The good news is that nepotism in family business can be and often is beneficial. Wayne Rivers, president of the Family Business Institute, wrote that you must remember several cautions when hiring relatives: Promote and give raises on merit. Enforce all policies fairly. Don’t give entitlements to employees just because they’re related. Perhaps most difficult? Be willing to fire a family member just as you would a non-family member.
There’s also always the question of how to handle a disagreement in a family business. It’s easy to bicker around the table at a holiday meal or complain about your family member to a sibling or spouse. But in a family business, how do you manage the personal side when it’s blended with business? Where is the separation? What about those who work for you who aren’t in the family?

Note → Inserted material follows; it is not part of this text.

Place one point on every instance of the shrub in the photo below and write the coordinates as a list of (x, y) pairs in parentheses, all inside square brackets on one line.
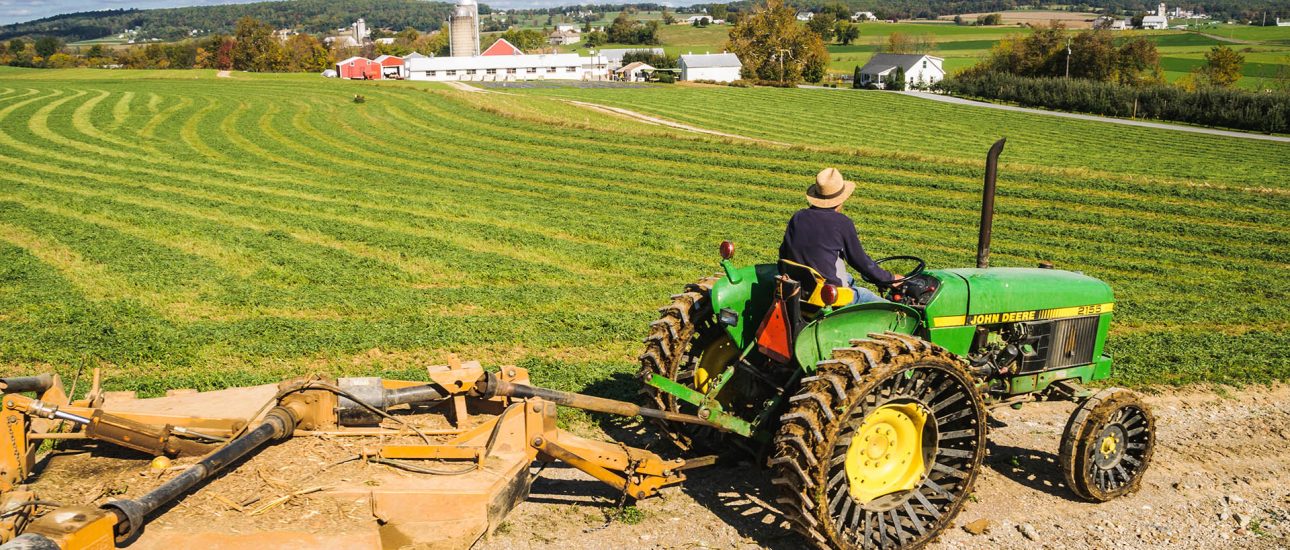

Despite best intentions, ongoing disagreements and family feuds are not fun and games and can turn into a full-on Hatfield-and-McCoy disaster.
Business is personal. And in a family business, even more emotions might be tied to an issue than in a business where no one is related. In their article on conflict resolution, Frank E.A. Sander and Robert C. Bordone discuss guidelines for negotiating in a family business. One of those guidelines? Striving for transparency. They recommend acknowledging challenges and emotions—and addressing difficult issues upfront. They also recommend consulting a neutral adviser if needed.
The job of operating a family-owned business can be complicated but productive when there is a concerted focus on common interests, objective conflict-resolution strategies, and fair hiring and promotion practices.•
Westerhaus-Renfrow is a clinical assistant professor of business law and management at IU Kelley School of Business at IUPUI.